Un fotograma de la película ‘Dead Slow Ahead’.

Con su primera película, ‘Dead Slow Ahead’, Mauro Herce (Barcelona, 1976) ha sido seleccionado en la sección Cineastas del Presente del Festival Film de Locarno, en Suiza, una de las referencias en cine contemporáneo del mundo. Hemos hablado con él sobre este sobrecogedor trabajo en torno a la vida a bordo de un carguero: «No es solamente un barco ni los marineros nada más que unos marineros; para mí simbolizan toda la Humanidad».

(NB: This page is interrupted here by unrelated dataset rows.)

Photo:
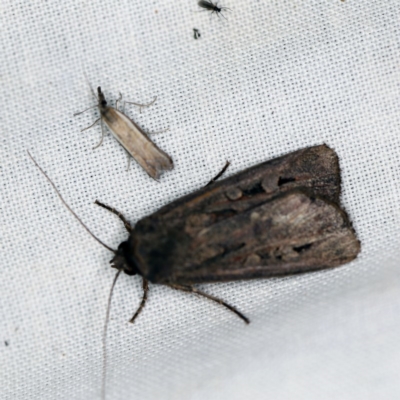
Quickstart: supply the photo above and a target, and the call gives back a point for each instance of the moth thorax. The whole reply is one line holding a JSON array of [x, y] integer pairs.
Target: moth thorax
[[122, 261]]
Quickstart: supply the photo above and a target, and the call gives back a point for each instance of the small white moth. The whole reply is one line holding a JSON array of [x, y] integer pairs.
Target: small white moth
[[150, 157]]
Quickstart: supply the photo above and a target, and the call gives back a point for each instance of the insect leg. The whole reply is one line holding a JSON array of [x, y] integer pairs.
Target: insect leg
[[102, 136], [119, 99], [127, 225], [191, 289], [219, 173], [91, 126], [143, 302], [129, 161]]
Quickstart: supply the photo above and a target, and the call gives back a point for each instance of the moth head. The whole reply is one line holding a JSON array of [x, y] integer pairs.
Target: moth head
[[122, 260], [102, 99]]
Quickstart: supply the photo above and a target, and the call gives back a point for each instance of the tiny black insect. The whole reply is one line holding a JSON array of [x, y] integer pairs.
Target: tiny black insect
[[208, 5]]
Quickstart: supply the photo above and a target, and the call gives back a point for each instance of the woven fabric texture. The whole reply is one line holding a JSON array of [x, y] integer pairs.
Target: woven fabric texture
[[271, 78]]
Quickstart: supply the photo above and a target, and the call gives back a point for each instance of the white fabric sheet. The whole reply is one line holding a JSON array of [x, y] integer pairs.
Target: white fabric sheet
[[274, 77]]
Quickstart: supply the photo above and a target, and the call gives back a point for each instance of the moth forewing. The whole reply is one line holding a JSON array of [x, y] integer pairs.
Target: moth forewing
[[151, 158], [291, 233], [138, 145]]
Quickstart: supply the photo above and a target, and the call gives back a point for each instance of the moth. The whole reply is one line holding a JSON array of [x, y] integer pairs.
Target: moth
[[208, 5], [277, 218], [136, 142], [196, 33]]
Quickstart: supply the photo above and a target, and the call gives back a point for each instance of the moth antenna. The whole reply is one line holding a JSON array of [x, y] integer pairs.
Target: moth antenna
[[191, 289], [143, 302], [81, 112], [90, 86], [227, 164], [67, 206], [103, 383]]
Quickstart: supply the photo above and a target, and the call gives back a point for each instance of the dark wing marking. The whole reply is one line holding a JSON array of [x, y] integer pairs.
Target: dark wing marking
[[291, 233], [314, 168]]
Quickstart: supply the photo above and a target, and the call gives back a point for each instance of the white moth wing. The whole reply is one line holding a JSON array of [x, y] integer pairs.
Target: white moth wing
[[151, 158]]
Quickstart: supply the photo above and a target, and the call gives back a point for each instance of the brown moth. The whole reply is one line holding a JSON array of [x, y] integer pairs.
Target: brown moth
[[277, 218], [136, 142]]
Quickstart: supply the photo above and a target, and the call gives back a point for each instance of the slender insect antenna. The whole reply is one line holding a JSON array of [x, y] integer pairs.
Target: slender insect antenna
[[103, 383], [90, 86], [81, 112], [214, 8], [67, 206]]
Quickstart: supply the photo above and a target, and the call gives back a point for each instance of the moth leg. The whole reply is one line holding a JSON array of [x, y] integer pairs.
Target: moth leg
[[219, 173], [127, 225], [119, 99], [102, 137], [91, 126], [145, 285], [142, 105], [129, 161], [191, 289]]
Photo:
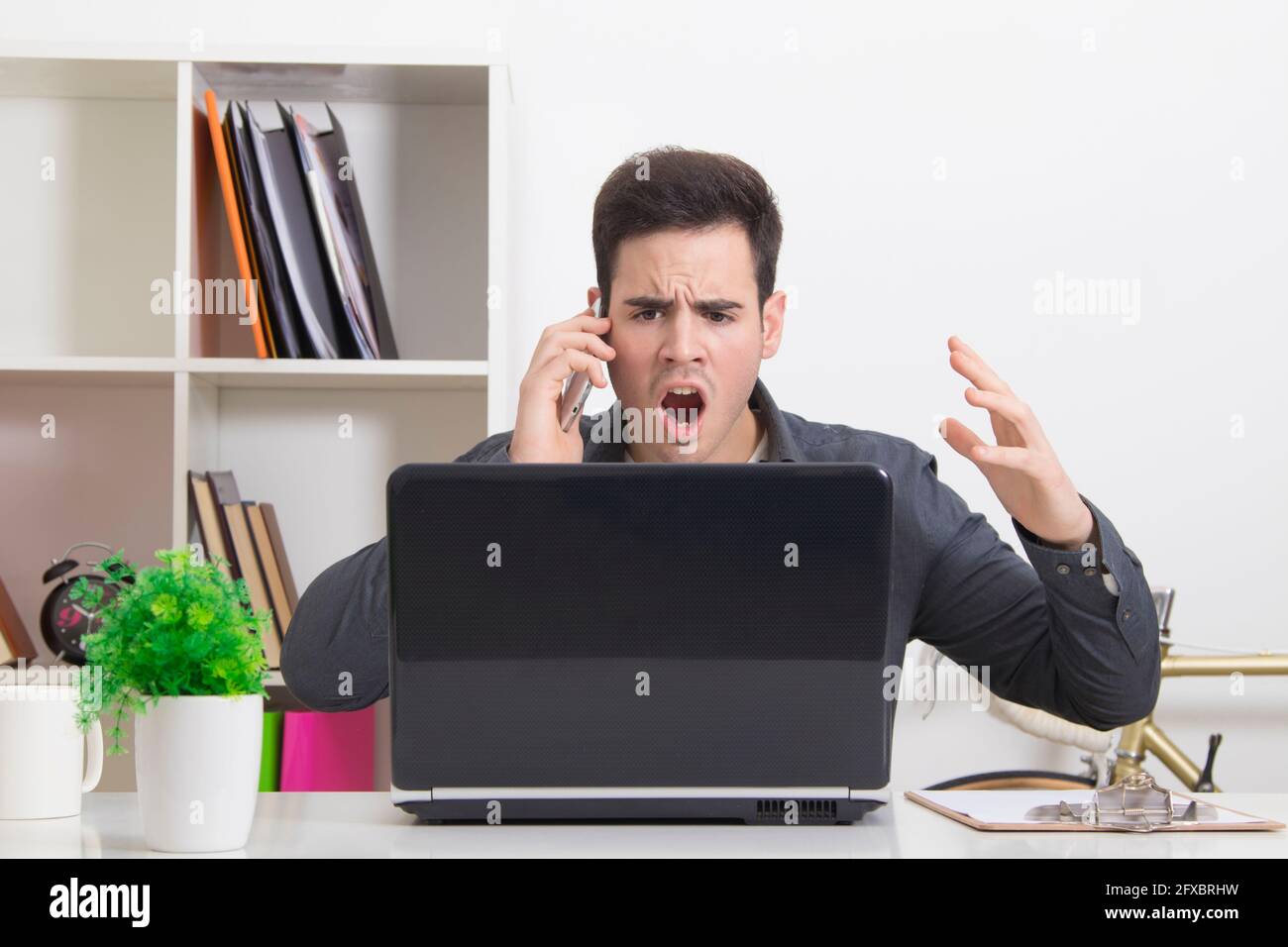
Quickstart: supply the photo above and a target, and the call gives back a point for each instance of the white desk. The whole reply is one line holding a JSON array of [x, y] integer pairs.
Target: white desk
[[305, 825]]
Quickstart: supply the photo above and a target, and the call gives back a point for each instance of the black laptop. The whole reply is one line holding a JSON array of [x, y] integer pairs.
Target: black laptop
[[640, 641]]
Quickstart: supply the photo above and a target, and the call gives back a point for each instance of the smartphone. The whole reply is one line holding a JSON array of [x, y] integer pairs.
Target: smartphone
[[576, 390]]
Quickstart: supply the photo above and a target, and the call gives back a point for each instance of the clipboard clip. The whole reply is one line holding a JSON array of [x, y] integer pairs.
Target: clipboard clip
[[1132, 804]]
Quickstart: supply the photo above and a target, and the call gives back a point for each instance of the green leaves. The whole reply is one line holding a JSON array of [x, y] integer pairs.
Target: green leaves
[[178, 629]]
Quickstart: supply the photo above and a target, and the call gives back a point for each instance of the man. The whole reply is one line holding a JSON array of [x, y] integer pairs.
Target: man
[[686, 252]]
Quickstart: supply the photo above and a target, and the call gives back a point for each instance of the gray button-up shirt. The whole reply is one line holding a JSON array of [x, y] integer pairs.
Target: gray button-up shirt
[[1051, 634]]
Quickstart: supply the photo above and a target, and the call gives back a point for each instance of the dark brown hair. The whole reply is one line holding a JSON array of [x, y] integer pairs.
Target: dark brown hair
[[674, 187]]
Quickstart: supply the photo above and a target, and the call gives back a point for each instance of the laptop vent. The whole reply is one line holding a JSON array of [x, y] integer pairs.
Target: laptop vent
[[806, 810]]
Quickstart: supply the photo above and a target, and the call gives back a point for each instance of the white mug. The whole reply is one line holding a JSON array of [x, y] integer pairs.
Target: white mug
[[43, 772]]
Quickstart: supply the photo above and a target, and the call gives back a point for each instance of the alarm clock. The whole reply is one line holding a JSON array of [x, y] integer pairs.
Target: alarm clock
[[65, 621]]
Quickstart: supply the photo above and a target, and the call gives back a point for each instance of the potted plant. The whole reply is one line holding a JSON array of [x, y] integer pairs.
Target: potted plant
[[179, 648]]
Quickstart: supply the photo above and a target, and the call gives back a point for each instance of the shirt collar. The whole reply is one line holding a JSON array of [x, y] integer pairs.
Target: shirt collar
[[782, 446]]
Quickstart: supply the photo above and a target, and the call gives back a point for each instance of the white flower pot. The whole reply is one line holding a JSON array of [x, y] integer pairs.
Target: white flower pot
[[197, 767]]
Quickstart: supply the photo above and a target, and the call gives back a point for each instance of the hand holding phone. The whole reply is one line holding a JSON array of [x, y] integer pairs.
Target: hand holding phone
[[576, 392], [550, 401]]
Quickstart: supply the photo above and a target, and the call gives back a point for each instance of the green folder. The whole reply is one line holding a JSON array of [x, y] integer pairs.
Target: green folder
[[270, 754]]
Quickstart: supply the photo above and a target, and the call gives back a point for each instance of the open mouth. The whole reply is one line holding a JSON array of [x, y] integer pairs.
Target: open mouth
[[683, 407]]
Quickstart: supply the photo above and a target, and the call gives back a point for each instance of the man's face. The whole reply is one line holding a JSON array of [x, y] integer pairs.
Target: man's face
[[684, 312]]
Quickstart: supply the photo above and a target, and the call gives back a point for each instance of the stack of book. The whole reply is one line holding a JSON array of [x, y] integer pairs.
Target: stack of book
[[308, 272], [14, 642], [248, 540], [303, 750]]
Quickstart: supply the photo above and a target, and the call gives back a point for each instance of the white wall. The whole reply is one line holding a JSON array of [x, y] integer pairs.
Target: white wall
[[932, 162]]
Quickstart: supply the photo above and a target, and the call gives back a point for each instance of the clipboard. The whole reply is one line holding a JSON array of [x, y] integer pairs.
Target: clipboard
[[999, 805]]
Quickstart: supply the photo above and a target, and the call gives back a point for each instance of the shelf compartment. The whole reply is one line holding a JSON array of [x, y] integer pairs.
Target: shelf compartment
[[89, 176]]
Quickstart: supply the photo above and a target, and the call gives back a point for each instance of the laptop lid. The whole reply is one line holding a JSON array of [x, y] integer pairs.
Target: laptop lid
[[643, 625]]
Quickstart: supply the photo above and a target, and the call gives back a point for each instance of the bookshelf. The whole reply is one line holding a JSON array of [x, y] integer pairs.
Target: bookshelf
[[110, 185]]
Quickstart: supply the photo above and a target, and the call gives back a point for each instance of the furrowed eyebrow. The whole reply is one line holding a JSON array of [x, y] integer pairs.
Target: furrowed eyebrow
[[700, 305]]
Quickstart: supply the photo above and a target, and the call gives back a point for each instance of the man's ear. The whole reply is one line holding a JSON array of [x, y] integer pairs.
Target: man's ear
[[772, 318]]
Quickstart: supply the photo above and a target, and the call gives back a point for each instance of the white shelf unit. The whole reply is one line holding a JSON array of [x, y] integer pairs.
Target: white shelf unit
[[108, 184]]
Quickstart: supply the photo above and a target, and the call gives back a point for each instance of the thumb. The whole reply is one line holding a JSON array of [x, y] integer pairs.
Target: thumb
[[960, 438]]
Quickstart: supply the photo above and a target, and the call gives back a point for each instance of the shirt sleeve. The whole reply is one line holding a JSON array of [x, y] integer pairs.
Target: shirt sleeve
[[1048, 633], [335, 655]]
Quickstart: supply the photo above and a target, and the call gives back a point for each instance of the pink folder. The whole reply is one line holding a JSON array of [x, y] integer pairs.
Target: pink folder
[[329, 751]]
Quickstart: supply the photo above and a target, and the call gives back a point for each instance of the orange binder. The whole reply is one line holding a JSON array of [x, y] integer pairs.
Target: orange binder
[[235, 223]]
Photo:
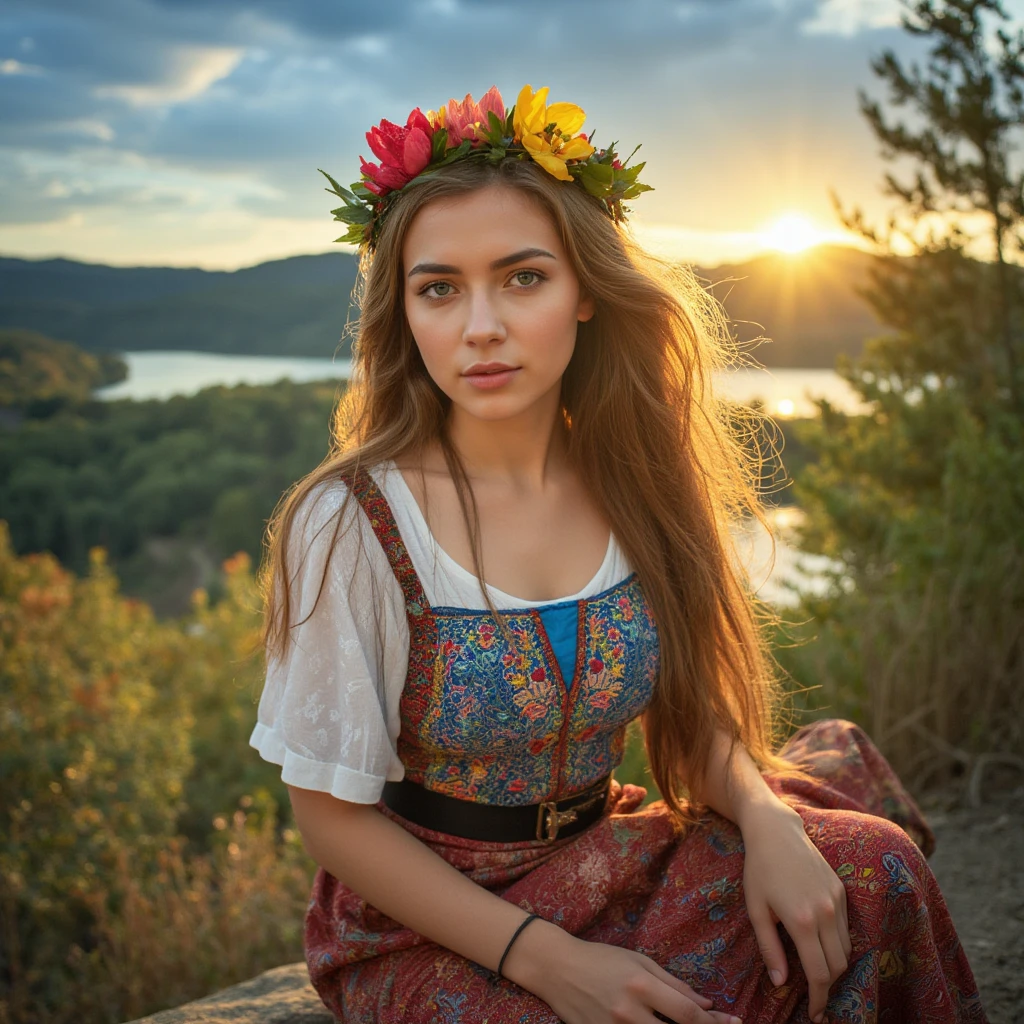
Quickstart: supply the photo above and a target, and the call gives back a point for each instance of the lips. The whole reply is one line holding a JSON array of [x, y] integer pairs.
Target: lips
[[484, 369]]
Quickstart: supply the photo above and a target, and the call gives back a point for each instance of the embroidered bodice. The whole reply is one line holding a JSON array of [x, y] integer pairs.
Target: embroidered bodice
[[483, 721]]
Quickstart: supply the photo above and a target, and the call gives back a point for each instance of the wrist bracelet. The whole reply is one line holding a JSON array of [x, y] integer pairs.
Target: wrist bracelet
[[514, 937]]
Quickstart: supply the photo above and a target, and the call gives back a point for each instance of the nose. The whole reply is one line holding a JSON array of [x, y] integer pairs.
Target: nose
[[483, 321]]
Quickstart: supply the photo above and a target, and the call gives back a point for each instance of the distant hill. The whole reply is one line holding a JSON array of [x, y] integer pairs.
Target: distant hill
[[298, 306], [294, 306], [806, 304]]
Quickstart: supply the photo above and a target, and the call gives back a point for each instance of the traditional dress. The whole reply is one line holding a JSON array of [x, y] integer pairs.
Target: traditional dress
[[414, 687]]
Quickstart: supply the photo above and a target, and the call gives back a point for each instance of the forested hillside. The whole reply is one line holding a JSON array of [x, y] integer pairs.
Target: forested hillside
[[807, 304], [38, 374]]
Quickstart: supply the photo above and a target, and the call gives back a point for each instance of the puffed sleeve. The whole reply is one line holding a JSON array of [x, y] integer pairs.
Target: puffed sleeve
[[329, 711]]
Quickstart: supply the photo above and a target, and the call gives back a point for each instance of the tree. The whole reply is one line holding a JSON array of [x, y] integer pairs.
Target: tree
[[921, 501]]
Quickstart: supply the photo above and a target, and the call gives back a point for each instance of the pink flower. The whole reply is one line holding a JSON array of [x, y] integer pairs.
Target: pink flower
[[461, 119], [402, 153]]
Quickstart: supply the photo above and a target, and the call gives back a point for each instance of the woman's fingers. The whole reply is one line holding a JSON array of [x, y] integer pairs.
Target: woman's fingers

En terminología náutica, Dead Slow Ahead significa un tipo de velocidad de navegación, “la más lenta posible sin perder velocidad de gobierno”, explica Herce. Durante dos meses y medio, este vecino del barrio barcelonés del Poble-sec viajó en un carguero de bandera maltesa, el Fair Lady, de siete bodegas, ocho pisos de altura y capacidad de 76.000 toneladas de carga y 93.000 metros cúbicos de grano, para construir esta película. Herce ha sido durante años director de fotografía, entre otras, en Arraianos (Eloy Enciso, 2012), Slimane (José Ángel Alayon, 2013), El quinto Evangelio de Gaspar Hauser (Alberto Gracia, 2013), A puerta fría (Xavi Puebla, 2012) y Ocaso (Théo Court, 2010). Con esta última película y el corto La sonrisa escondida (Ventura Durall, 2011) ganó los premios Madridimagen, que otorgan directores de fotografía españoles. Mauro Herce ganó también el Cáliz de Oro a la mejor fotografía en el festival de Shanghai con Los años salvajes (Ventura Durall, 2013).

En ‘Dead Slow Ahead’ también eres director de fotografía. ¿Cómo te planteaste el trabajo como fotógrafo?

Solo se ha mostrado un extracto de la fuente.